This is part 1 of a planned multi-part blog post on network automation efforts at athenahealth inc.
Automate your network! Isn’t that all you hear these days if you are a network engineer? “Automate your network provisioning like changing a vlan on a port or adding a new rack/row/pod in your data center, so you can concentrate on higher-level tasks”. It’s a beautiful place to be. Wouldn’t we all like to be there?
This series of writeups is meant to be something of “A History of Network Automation at athenahealth”.
Firstly, this is not a how-to guide, not a step by step instructional text or even the right way to do automation. This “History” is only meant to share with you our experiences and hopefully some useful code.
Also, this “History” is still being written, so I anticipate changes and corrections to previously held beliefs and positions.
And lastly, I’m hoping for your feedback, commentary, and suggestions should you feel so inclined.
Part 1: Hardware, OS, Speed Rails
In this first post I will set the stage by describing the choices we’ve made before even starting to automate.
What Is Automation (To Me)?
Traditionally we’d configure the box and use RANCID to grab a config backup.
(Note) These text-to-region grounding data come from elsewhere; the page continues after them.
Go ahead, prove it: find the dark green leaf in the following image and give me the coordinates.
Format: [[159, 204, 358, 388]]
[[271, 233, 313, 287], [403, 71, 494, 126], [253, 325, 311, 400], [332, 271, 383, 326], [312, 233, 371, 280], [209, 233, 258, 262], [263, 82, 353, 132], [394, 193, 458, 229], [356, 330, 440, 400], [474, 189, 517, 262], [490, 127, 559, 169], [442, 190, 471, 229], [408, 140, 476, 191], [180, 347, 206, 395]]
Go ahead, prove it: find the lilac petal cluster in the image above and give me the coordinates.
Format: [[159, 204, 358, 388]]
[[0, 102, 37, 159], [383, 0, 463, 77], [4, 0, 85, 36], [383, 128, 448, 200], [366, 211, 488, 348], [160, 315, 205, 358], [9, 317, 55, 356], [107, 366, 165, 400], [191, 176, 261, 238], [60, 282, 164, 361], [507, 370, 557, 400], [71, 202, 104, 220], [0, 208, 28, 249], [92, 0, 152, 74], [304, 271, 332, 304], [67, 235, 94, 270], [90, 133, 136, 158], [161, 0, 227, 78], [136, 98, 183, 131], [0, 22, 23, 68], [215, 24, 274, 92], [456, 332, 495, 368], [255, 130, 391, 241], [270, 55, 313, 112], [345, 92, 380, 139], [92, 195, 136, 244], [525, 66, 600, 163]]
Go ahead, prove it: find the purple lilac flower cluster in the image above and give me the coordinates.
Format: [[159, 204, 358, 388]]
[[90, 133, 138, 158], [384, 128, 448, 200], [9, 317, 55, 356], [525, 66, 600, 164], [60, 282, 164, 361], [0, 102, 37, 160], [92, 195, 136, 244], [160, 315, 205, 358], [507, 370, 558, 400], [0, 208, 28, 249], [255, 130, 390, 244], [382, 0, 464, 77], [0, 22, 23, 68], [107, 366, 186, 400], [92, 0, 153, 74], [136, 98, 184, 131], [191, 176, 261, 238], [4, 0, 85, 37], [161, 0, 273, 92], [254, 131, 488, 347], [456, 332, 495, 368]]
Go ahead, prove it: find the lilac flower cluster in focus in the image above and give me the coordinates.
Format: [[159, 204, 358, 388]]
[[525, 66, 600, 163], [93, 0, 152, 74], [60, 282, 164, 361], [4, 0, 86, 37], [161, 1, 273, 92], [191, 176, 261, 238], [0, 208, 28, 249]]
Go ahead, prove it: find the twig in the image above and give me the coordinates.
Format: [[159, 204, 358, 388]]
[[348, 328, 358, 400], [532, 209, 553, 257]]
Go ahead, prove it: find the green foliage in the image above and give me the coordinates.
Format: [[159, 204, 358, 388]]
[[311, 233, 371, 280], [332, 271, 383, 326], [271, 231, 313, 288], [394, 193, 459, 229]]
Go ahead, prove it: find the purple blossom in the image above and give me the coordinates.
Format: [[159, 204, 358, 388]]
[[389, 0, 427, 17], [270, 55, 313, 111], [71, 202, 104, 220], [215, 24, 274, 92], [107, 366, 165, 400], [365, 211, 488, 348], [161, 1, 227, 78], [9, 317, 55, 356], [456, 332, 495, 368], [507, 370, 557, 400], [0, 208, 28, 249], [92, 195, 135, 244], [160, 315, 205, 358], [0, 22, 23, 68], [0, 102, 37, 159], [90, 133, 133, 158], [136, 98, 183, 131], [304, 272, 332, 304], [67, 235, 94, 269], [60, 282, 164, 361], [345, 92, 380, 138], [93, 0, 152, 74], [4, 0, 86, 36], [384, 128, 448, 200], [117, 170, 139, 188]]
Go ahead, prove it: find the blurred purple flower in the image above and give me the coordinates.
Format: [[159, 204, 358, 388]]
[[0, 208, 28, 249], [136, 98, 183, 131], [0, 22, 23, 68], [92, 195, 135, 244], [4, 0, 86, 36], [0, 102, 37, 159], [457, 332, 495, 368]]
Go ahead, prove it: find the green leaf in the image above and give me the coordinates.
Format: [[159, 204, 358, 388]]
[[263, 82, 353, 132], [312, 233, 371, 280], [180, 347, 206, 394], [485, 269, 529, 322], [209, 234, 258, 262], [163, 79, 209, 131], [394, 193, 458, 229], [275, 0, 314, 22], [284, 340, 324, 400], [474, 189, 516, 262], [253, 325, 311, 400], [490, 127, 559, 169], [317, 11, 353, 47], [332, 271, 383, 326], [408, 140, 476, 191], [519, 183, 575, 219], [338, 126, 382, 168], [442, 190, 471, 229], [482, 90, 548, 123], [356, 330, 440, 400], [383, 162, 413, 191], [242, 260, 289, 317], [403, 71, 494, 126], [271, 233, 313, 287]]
If you did it right, you’d also look for “configured by” syslog messages on your syslog collector and trigger a RANCID run on demand. Then store every run in a versioning system like CVS. Maybe throw some web interface to browse it. That was my approach for as long as I can remember.
All the hype today is around “infrastructure as code”. To me, that means a couple of things:
- The described earlier process needs to reverse. You create new configuration version (yes, if you have any sense you do this anyway in a notepad instead of directly on the router), you commit it to the version repository, test it (I hope you test it!), and then kick off the provisioning task.
- You don’t actually create a configuration. You define values for variables and then some code (a compiler of sorts) runs to generate the configuration. You probably are doing something similar today using templates, which could be a simple text file with search and replace, or an excel sheet with macros. I even tried to make a basic webpage in the past that would let a user enter some values and it would return a copy/paste version of configuration.
- Automation in general means to me that given identical input parameters, a given automated process will produce identical results every time regardless of the number of executions.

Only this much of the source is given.